5.4.6 Paste in this code:

"""
title: Researcher Agent Pipe V2
author: yihongwang@gmail.com
date: 08-01-2025
version: 0.2
license: MIT
description: Enable the GPT Researcher using Granite models via Ollama by default.
             Modify valve settings if you use different models/API.
             Be sure to update the `OLLAMA_BASE_URL` to point to your Ollama server.
requirements: gpt-researcher, langchain_ollama, duckduckgo-search
"""

from pydantic import BaseModel, Field
import asyncio
import json
import os
import sys
from gpt_researcher import GPTResearcher


class Pipe:
    class Valves(BaseModel):
        FAST_LLM: str = Field(default="ollama:granite3.3:2b")
        SMART_LLM: str = Field(default="ollama:granite3.3:2b")
        STRATEGIC_LLM: str = Field(default="ollama:granite3.3:2b")
        EMBEDDING: str = Field(default="ollama:granite-embedding:278m")
        OLLAMA_BASE_URL: str = Field(default="http://localhost:11434")
        OPENAI_API_KEY: str = Field(default="ollama")

    def __init__(self):
        self.valves = self.Valves()

    async def pipe(self, body: dict):
        print(body["messages"][-1]["content"])
        os.environ["FAST_LLM"] = self.valves.FAST_LLM
        os.environ["SMART_LLM"] = self.valves.SMART_LLM
        os.environ["STRATEGIC_LLM"] = self.valves.STRATEGIC_LLM
        os.environ["EMBEDDING"] = self.valves.EMBEDDING
        os.environ["OPENAI_API_KEY"] = self.valves.OPENAI_API_KEY
        os.environ["OLLAMA_BASE_URL"] = self.valves.OLLAMA_BASE_URL
        os.environ["RETRIEVER"] = "duckduckgo"
        os.environ["LLM_KWARGS"] = json.dumps({"num_ctx": 1024 * 128})
        os.environ["MAX_ITERATIONS"] = "1"
        os.environ["MAX_SUBTOPICS"] = "1"
        os.environ["DEEP_RESEARCH_BREADTH"] = "1"
        os.environ["DEEP_RESEARCH_DEPTH"] = "1"
        os.environ["DEEP_RESEARCH_CONCURRENCY"] = "1"
        os.environ["REASONING_EFFORT"] = "low"
        os.environ["FAST_TOKEN_LIMIT"] = "1000"
        os.environ["SMART_TOKEN_LIMIT"] = "1000"
        os.environ["STRATEGIC_TOKEN_LIMIT"] = "1000"
        os.environ["BROWSE_CHUNK_MAX_LENGTH"] = "1024"
        os.environ["MAX_SEARCH_RESULTS_PER_QUERY"] = "1024"
        os.environ["TOTAL_WORDS"] = "300"
        researcher = GPTResearcher(
            query=body["messages"][-1]["content"],
            report_type="research_report",
        )
        research_result = await researcher.conduct_research()
        report = await researcher.write_report()

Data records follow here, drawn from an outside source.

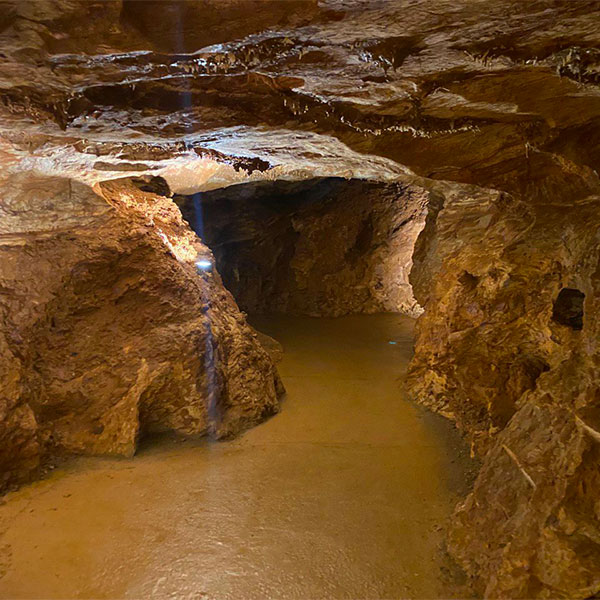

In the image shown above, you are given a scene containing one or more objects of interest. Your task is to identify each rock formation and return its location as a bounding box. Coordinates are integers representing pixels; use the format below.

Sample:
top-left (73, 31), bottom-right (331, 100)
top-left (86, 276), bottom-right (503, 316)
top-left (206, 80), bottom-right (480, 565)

top-left (0, 0), bottom-right (600, 598)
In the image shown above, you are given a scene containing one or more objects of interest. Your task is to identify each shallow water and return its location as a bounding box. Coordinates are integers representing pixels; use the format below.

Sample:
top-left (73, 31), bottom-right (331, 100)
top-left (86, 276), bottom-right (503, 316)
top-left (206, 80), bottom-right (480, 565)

top-left (0, 315), bottom-right (471, 599)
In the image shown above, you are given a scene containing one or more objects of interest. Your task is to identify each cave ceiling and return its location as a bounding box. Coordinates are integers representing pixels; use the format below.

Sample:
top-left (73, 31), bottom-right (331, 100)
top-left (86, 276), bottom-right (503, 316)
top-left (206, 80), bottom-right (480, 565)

top-left (0, 0), bottom-right (600, 196)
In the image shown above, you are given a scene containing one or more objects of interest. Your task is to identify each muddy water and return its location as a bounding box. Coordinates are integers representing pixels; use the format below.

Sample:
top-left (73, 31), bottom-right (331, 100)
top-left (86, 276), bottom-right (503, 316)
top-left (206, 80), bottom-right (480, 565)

top-left (0, 315), bottom-right (469, 599)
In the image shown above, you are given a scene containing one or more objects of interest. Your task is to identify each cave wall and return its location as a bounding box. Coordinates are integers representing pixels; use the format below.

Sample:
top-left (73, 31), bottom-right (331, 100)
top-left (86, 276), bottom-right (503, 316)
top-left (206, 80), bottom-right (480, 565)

top-left (176, 178), bottom-right (427, 316)
top-left (0, 173), bottom-right (282, 490)
top-left (408, 173), bottom-right (600, 598)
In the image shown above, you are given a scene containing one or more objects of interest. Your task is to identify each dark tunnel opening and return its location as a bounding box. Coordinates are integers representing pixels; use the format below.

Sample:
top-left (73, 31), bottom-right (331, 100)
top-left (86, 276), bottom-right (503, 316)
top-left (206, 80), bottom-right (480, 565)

top-left (174, 177), bottom-right (426, 316)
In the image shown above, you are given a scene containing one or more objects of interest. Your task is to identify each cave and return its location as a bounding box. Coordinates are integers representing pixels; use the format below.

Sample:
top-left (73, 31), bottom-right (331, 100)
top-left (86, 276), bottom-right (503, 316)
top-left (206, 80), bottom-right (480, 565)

top-left (552, 288), bottom-right (585, 331)
top-left (174, 178), bottom-right (427, 317)
top-left (0, 0), bottom-right (600, 600)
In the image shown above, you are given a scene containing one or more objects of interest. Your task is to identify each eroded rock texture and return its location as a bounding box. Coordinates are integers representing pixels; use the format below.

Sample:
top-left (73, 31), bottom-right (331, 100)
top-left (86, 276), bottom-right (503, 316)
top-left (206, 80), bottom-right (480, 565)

        # Get additional information
        research_context = researcher.get_research_context()
        research_costs = researcher.get_costs()
        research_images = researcher.get_research_images()
        research_sources = researcher.get_research_sources()
        print("Report:")
        print(report)
        print("\nResearch context:")
        print(research_context)
        print("\nResearch Costs:")
        print(research_costs)
        print("\nNumber of Research Images:")
        print(len(research_images))
        print("\nNumber of Research Sources:")
        print(len(research_sources))
        return report

Note

Note: We've reduced many of the GPT Researcher environment settings to much smaller than default so that the lab will run faster, ideally under 5 minutes. Feel free to change the GPT Researcher environmental later for longer-running but deeper researched answers. More info on the GPT Researcher settings can be found at: GPT Researcher

5.5 On the right you'll see a toggle switch - you'll want to make your new function green (Enabled.

5.6 In the Open-WebUI, switch to use your "Searcher" function rather than one of the Ollama models.

5.7 Ask your question, for example:

Tell me the weather today in San Jose California

or

What is the last result of the San Franicisco Giants game?

After about 2-5 minutes, it should have scraped the result from the web and presented it in the Open-WebUI.